Westminster Abbey (August 26, 2009)

On Wednesday, August 26, 2009, at approximately 1:00 PM, Becky Boop realized a daydream – to see the place with so much history, a site of religious pilgrimage for Christians everywhere, that had been established in 1090. But it is not so much the spirituality of the Abbey that appealed to me, though there’s no denying the awesome beauty of the accoutrements of this house of worship. No, what really quickened my pulse all this years was the sheer weight of the historical and literary importance of the site: the burial place of countless kings, queens and other important government persons, scientific figures, as well as scholarly geniuses by the dozens.

It was a stereotypically rainy and cool London day. Jessica and I rose at the Park Plaza Victoria and prepared to check out and swap locations. Eddie had been kind enough to book us a last evening’s stay at the Marriott London County Hall, a 5-star palace of a place inches away from the London Eye, and a few short paces from Big Ben and the Abbey. My husband is a Platinum Marriott Rewards member, one of the few benefits of all his weekly traveling, so the ostentation in which we found ourselves was absolutely free. Both Jessica and I grew up relatively lower middle class, so try as we might, we could hardly contain ourselves when the benefits of our Platinum stay were listed for us: turndown service, evening chocolates, access to the spa and the 4th floor executive lounge, where we were able to get snacks, drinks and frothy hot chocolate 24 hours a day. The hotel, as the name might imply, is a former seat of government in the City, and a breathtaking piece of architecture, inside and out.

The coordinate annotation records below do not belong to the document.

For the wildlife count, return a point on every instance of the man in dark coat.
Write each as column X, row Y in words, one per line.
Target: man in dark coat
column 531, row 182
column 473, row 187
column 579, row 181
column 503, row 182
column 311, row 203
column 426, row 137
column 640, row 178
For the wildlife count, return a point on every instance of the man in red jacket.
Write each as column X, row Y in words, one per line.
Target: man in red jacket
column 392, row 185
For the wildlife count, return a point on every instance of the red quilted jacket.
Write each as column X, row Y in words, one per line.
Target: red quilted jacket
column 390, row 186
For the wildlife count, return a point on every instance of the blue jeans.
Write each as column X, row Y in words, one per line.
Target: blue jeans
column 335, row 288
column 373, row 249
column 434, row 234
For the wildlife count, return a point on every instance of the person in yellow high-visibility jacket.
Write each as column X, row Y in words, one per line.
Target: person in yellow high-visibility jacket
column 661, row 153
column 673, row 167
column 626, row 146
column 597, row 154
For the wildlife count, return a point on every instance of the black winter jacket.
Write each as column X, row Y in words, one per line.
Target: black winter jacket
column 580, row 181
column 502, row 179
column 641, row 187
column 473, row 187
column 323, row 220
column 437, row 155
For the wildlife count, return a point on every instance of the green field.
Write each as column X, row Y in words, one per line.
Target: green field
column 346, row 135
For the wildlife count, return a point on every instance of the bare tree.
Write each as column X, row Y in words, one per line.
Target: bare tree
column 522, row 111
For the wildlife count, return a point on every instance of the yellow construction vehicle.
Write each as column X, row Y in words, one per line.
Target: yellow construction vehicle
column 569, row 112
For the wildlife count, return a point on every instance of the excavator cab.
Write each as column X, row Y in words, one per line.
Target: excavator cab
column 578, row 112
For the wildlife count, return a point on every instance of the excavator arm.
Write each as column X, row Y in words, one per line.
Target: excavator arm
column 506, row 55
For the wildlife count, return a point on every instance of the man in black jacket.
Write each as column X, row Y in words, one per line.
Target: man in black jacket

Once we were able to subdue our joy in our new surroundings (sated by a cup of the aforementioned hot chocolate), we regrouped to head toward the Abbey. I had not yet recovered from my keen disappointment in missing it the day before, and I would not be denied again.

I knew in advance that touring Westminster Abbey was likely to be the highlight of my London visit, and yet, even I was surprised as I found myself getting choked up before we even reached the ticket counter. No sooner did I cross the threshold than I was greeted with monuments as far as the eye could travel in either direction. The weight of the importance of the place began instantly to impress itself upon me. Jessica looked at me as I prepared to pay our entrance fees and asked, “Are you crying?” There was no denying that I was, but I collected myself quickly as we headed toward the booth to pickup our audio guides.

I cannot do justice in describing the feast for the eyes that awaits a visitor to the Abbey, whatever your religion, or even if you have none at all. In America, where nearly everything is less than 100 years old, we simply have no frame of reference for a Millennium’s worth of figures, events, coronations, decrees, bombings and wars. It’s everywhere, in every pore of the site, and to walk through the Abbey, it is impossible not to feel the presence of all those who walked the halls and chapels before. I was reverent and subdued as I listened intently to all that was described in my headphones. I lost another tear or two when I happened upon the graves of Queen Elizabeth I, a figure who reigned during many of Shakespeare’s greatest years, as well as King Henry V, the subject of one of the Bard’s plays, and a personal favorite of mine. But these silent tears were subtle, few and easily wiped away.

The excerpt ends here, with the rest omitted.